Was in Österreichs Asylpolitik alles falsch läuft

Wien
31.01.2026 07:00

Ahmad A.Ich habe im „Profil“ einen Bericht gelesen, der aufzeigt, was in der Asylpolitik schiefläuft – wenn auch unfreiwillig. „Von 3000 auf 1000 Euro gekürzt: Syrische Vierkind-Familie am Limit“, lautet der Titel der Tränendrüsen-Geschichte.

Zu lesen ist: „Ahmad A. hat in Syrien gut gelebt. Mit glasigen Augen (...) erzählt er von seiner Vergangenheit, eine Mitarbeiterin der Caritas übersetzt.“ Seit drei Jahren im Land und sein Deutsch reicht nicht für die Lebensgeschichte. Integrationsversagen erster Klasse – offenbar wurde nie irgendetwas eingefordert.
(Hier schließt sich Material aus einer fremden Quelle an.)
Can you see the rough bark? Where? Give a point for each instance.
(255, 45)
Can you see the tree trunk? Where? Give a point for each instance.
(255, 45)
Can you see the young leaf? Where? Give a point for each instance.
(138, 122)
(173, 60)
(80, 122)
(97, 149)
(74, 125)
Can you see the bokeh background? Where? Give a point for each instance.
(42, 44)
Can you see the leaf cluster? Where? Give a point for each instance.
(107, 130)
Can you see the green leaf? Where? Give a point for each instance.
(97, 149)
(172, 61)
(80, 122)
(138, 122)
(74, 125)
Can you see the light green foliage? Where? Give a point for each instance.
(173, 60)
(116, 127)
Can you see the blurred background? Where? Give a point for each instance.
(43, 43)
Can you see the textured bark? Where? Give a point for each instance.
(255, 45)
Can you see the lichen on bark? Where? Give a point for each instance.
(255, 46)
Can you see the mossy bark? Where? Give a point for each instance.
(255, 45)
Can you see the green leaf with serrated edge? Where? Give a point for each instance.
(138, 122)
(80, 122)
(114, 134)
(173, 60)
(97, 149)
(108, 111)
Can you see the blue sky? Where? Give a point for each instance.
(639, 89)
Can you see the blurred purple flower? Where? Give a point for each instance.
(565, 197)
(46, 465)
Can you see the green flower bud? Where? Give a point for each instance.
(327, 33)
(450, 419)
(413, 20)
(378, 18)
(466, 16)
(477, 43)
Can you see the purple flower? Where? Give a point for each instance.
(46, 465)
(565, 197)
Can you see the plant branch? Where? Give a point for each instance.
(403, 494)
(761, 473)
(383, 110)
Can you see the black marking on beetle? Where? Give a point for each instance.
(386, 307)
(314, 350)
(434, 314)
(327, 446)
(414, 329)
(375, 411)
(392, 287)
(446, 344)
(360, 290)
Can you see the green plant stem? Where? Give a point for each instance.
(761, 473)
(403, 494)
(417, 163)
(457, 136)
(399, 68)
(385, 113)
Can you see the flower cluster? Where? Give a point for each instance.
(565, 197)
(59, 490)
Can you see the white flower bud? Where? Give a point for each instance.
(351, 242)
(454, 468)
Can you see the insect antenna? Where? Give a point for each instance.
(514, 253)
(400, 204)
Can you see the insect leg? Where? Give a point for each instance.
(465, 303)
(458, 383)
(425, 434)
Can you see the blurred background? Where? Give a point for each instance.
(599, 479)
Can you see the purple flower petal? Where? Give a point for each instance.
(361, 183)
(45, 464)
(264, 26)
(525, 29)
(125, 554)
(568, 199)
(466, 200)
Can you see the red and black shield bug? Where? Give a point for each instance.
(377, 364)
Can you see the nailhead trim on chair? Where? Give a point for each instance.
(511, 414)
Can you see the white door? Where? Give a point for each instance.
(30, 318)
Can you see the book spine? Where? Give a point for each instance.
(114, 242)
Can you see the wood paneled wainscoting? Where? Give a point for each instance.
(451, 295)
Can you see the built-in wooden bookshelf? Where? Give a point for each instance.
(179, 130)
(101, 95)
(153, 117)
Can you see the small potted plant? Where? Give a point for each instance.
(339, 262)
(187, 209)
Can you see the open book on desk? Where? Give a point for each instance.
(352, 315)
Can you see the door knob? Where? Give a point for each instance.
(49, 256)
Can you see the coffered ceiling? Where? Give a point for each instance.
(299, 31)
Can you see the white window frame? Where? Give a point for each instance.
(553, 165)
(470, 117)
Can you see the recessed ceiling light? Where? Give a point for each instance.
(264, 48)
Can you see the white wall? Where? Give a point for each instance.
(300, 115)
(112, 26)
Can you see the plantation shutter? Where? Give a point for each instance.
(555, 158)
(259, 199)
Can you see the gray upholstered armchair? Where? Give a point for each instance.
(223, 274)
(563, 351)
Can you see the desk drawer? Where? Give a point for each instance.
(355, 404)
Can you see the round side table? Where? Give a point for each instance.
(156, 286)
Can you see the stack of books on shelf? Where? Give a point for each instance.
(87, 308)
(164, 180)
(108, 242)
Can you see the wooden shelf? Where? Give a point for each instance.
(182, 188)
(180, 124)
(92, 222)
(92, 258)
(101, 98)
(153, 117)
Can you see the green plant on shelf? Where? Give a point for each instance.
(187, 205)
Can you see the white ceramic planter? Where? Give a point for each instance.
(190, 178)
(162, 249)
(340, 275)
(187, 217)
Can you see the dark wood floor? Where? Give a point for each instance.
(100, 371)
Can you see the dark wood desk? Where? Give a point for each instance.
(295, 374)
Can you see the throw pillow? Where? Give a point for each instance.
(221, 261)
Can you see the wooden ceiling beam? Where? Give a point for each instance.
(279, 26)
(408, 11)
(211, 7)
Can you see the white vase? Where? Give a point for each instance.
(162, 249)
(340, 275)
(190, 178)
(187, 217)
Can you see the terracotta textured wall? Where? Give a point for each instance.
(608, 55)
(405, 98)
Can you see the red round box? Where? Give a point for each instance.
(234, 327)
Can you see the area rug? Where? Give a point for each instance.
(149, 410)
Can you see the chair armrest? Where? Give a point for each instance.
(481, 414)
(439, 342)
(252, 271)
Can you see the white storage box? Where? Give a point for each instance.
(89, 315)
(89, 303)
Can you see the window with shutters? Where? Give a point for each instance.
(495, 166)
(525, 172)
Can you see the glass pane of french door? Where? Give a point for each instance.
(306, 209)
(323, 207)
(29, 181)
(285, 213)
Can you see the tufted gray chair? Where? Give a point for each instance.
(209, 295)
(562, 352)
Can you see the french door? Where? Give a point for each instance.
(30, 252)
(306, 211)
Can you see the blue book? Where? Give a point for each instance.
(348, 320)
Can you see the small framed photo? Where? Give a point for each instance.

Von Niederösterreich zog die Familie nach Wien, weil die Sozialleistungen hier höher waren – Bestätigung des Pull-Faktors. Vielleicht interessant für Sie, Herr Stadtrat Hacker.

Weil nun die Stadt den subsidiär Schutzberechtigten die Mindestsicherung streicht (als eines der letzten Bundesländer), muss Familie Ahmad mit 2000 Euro weniger auskommen. Arbeiten dürften Mutter und Vater, bloß sie tun es nicht – „aus gesundheitlichen Gründen“. Er leidet an einem „Bandscheibenvorfall in der Halswirbelsäule“, sie habe „Probleme mit ihrem Knie und Schmerzen im Rücken“, beide zudem hohen Blutdruck. „Arbeitsunfähig“ wegen Volkskrankheiten. Körperlich gesund für die Flucht nach Wien, zu krank für die Fahrt von Wien nach Wien zum Arbeitsplatz.

Meine Mutter hatte drei Bandscheibenvorfälle, nach einem Unfall eine Genick-Fissur, eine Hirnblutung und ein Aneurysma – und traf nach ihrer Reha pünktlich um neun Uhr am Arbeitsplatz ein.

Die Sparmaßnahme der Stadt ist richtig!